Amazon Web Services enables companies to eliminate some of their expenses, especially in hardware and other technologies become more efficient and pay only for their use of AWS.
For example, a start-up called the Climate Corporation analyses 10,000 simulations of weather reports for more than one million locations in the US to study client condition. It then re-shapes the data based on root structure and soil porosity in the benefit for thousands of farmers.
Another start-up called Cue uses AWS to scan thousands of Facebook updates and corporate documents, more than 500 million e-mails, and corporate documents to create an outline of biography for a given person, enhances your existing calendar by automatically connecting your events to related phone numbers or message you for a lunch if you are running late.
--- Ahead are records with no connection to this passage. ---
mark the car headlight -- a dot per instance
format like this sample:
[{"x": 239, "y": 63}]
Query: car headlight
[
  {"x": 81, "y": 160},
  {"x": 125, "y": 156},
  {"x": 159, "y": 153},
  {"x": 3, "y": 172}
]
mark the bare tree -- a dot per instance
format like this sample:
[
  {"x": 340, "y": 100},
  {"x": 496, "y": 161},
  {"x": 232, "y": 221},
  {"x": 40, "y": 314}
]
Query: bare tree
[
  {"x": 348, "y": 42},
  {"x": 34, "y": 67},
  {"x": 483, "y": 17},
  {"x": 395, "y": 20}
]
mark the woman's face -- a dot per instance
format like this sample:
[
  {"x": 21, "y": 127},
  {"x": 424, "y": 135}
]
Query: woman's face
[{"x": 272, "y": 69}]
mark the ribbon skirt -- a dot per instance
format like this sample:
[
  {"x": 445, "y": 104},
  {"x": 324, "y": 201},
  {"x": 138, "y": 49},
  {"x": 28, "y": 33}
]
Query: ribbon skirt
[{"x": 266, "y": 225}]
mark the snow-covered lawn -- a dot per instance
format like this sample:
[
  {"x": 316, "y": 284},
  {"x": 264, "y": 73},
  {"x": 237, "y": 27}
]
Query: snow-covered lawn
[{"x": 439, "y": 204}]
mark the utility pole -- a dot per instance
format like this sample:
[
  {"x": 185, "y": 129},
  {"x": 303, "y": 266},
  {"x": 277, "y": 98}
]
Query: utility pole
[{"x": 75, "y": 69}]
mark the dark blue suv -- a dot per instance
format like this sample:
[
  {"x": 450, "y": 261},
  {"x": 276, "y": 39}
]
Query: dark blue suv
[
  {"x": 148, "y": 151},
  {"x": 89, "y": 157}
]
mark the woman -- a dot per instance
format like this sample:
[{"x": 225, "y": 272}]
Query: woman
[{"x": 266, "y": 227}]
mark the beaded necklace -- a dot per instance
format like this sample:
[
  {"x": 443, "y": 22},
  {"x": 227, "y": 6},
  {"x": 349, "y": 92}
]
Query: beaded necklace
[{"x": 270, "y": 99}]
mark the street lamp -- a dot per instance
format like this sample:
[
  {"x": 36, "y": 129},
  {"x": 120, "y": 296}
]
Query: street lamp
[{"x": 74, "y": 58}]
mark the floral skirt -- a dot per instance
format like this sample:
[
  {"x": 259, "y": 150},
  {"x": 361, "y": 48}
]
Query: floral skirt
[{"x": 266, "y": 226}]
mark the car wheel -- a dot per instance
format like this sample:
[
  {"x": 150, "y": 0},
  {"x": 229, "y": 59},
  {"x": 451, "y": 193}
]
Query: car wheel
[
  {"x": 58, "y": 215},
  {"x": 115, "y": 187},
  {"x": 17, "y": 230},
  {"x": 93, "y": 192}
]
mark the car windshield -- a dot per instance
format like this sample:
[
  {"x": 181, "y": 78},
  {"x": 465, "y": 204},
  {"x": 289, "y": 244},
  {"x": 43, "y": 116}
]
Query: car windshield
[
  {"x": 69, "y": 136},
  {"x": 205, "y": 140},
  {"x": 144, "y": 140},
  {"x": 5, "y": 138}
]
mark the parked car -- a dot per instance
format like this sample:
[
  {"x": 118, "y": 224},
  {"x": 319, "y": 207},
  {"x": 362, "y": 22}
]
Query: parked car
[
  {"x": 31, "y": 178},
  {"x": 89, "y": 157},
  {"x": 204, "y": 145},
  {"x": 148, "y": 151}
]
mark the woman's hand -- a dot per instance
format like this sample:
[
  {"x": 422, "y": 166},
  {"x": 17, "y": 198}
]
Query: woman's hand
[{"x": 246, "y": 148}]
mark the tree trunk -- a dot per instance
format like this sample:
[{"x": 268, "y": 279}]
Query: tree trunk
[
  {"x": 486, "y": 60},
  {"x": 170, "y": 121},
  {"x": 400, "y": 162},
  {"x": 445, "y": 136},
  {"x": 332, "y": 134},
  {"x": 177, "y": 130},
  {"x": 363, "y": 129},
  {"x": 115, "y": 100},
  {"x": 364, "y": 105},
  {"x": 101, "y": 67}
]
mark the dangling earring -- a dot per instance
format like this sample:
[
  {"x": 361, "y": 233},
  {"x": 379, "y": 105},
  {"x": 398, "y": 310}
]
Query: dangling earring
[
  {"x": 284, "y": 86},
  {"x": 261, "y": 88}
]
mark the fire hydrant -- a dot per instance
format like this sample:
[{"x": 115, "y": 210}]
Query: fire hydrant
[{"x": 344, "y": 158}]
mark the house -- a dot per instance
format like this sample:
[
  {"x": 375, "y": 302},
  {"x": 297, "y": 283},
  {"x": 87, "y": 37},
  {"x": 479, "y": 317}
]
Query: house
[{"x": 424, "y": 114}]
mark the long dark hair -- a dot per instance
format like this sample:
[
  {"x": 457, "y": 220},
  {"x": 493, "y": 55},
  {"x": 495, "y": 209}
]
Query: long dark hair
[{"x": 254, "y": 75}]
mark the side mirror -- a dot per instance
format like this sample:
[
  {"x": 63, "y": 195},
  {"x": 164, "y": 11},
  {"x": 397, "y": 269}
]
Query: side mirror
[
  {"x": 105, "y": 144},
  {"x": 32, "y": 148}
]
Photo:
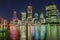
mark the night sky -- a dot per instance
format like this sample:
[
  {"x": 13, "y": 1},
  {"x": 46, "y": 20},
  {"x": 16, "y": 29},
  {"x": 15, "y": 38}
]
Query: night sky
[{"x": 8, "y": 6}]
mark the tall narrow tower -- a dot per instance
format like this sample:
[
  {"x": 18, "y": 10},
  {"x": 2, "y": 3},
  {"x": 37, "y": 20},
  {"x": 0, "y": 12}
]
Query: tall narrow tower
[
  {"x": 42, "y": 26},
  {"x": 51, "y": 19},
  {"x": 23, "y": 26},
  {"x": 13, "y": 27},
  {"x": 29, "y": 9}
]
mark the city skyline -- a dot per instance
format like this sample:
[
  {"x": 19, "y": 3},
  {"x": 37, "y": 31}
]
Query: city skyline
[{"x": 8, "y": 6}]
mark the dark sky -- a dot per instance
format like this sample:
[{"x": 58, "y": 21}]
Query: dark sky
[{"x": 8, "y": 6}]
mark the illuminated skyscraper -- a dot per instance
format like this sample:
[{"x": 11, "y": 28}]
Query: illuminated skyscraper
[
  {"x": 29, "y": 9},
  {"x": 51, "y": 19},
  {"x": 36, "y": 27},
  {"x": 23, "y": 26},
  {"x": 14, "y": 27},
  {"x": 3, "y": 29},
  {"x": 42, "y": 26}
]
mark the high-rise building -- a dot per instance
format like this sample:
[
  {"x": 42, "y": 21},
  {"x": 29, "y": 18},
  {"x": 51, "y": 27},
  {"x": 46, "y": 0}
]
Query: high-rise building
[
  {"x": 29, "y": 9},
  {"x": 3, "y": 29},
  {"x": 36, "y": 27},
  {"x": 51, "y": 19},
  {"x": 14, "y": 27},
  {"x": 42, "y": 26},
  {"x": 23, "y": 26}
]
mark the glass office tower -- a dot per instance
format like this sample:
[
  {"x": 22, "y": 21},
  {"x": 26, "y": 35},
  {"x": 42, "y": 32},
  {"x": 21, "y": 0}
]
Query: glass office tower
[
  {"x": 51, "y": 19},
  {"x": 14, "y": 27},
  {"x": 42, "y": 27},
  {"x": 23, "y": 26},
  {"x": 36, "y": 27},
  {"x": 29, "y": 9}
]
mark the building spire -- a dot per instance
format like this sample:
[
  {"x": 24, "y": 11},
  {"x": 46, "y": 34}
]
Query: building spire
[{"x": 14, "y": 14}]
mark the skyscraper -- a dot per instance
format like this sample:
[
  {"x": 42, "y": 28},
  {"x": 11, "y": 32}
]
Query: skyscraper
[
  {"x": 42, "y": 26},
  {"x": 14, "y": 27},
  {"x": 23, "y": 26},
  {"x": 29, "y": 10},
  {"x": 51, "y": 19}
]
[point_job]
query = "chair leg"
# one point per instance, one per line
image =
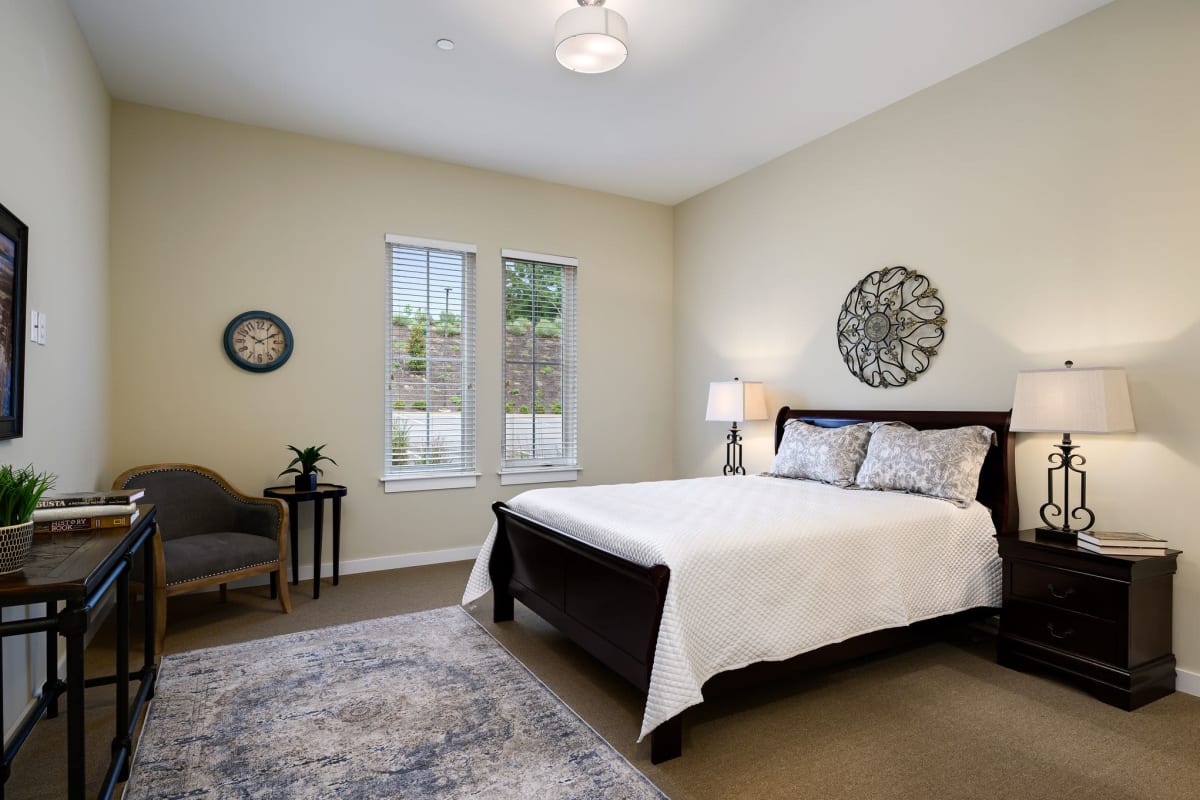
(160, 618)
(281, 578)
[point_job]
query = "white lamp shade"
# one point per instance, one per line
(736, 401)
(591, 38)
(1072, 401)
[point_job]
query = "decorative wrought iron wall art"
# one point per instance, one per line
(891, 326)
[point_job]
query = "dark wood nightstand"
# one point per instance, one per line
(1101, 621)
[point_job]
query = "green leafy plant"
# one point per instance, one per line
(547, 328)
(400, 444)
(417, 349)
(519, 326)
(19, 492)
(306, 461)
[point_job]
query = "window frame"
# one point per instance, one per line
(567, 468)
(463, 474)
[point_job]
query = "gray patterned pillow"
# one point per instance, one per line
(816, 453)
(939, 463)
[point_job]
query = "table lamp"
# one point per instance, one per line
(1069, 401)
(735, 401)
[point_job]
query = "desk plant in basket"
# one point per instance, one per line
(19, 492)
(305, 468)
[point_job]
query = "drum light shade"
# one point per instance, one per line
(591, 38)
(736, 401)
(1072, 401)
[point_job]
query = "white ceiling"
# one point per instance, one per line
(712, 88)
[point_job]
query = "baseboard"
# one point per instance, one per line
(393, 561)
(370, 565)
(1187, 681)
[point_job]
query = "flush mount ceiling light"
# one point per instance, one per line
(591, 38)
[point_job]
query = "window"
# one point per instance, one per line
(539, 368)
(430, 432)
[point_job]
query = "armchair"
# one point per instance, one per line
(209, 534)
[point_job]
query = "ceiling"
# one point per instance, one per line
(712, 88)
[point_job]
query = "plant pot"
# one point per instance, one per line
(15, 542)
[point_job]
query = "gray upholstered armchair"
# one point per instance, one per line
(209, 534)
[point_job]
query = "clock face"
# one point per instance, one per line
(258, 341)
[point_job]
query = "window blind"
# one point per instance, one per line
(431, 358)
(540, 391)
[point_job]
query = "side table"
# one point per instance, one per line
(293, 498)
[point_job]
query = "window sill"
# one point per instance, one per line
(539, 475)
(430, 482)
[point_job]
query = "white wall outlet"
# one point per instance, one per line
(36, 326)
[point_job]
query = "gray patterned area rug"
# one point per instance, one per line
(420, 705)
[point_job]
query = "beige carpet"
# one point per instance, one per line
(939, 721)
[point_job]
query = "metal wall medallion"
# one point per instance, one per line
(891, 326)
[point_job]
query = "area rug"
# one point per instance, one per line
(419, 705)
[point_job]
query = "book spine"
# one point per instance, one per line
(82, 523)
(46, 515)
(90, 500)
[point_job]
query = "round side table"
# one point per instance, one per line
(293, 498)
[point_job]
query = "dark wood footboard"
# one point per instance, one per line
(606, 605)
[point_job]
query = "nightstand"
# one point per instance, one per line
(1099, 621)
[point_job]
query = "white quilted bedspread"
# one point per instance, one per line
(763, 569)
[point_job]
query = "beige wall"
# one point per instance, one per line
(213, 218)
(55, 179)
(1051, 196)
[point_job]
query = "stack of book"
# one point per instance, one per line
(76, 511)
(1116, 543)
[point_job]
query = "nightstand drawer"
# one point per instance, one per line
(1078, 633)
(1069, 590)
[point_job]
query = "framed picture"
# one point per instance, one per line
(13, 246)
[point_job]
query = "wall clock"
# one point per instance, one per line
(258, 341)
(891, 326)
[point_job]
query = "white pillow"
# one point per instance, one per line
(815, 453)
(941, 463)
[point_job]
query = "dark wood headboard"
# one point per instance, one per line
(997, 477)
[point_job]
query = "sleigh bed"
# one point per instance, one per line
(613, 607)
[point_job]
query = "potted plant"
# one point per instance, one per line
(305, 468)
(19, 492)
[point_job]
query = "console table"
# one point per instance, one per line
(78, 570)
(293, 498)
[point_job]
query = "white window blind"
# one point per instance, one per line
(540, 396)
(431, 359)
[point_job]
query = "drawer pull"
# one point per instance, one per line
(1056, 633)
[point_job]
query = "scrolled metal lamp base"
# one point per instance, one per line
(733, 452)
(1068, 462)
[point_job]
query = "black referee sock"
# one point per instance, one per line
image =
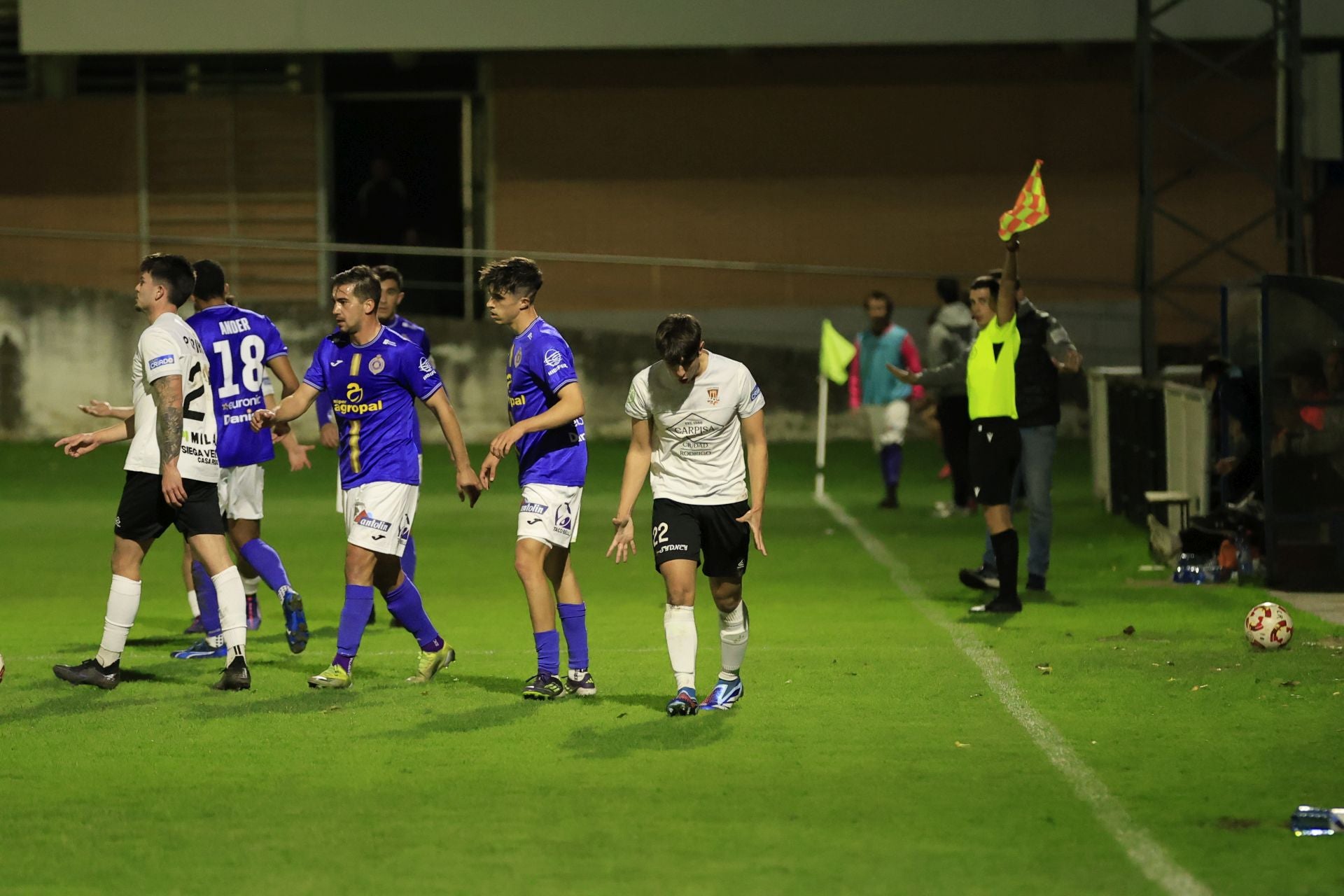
(1006, 554)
“I have 10 engineers, but without AWS. I guarantee I’d need 60,” said Daniel Gross, Cue’s 20-year-old co-founder. “It just gets cheaper, and cheaper, and cheaper.”
Gross said he would probably need $2 million investment to carry out the computing tasks by themselves against $100,000 a month with Amazon.
Massachusetts Institute of Technology and Harvard’s EdX, a global online education program, is another example in education sector that conducts single class to over 120,000 students together on AWS cloud technology. Moreover, millions of people in Africa buy cars online using services running on AWS.
“We are on a shift that is as momentous and as fundamental as the shift to the electrical grid,” said Andrew R. Jassy, the head of AWS. “It’s happening a lot faster than any of us thought.”
Amazon lowered by up to 15 times the price of AWS since its launch, thanks to economies of scale. This allows users to be more agile, since they have to think about how long you use the service, which will reach the market faster, and is essential in the current economic climate.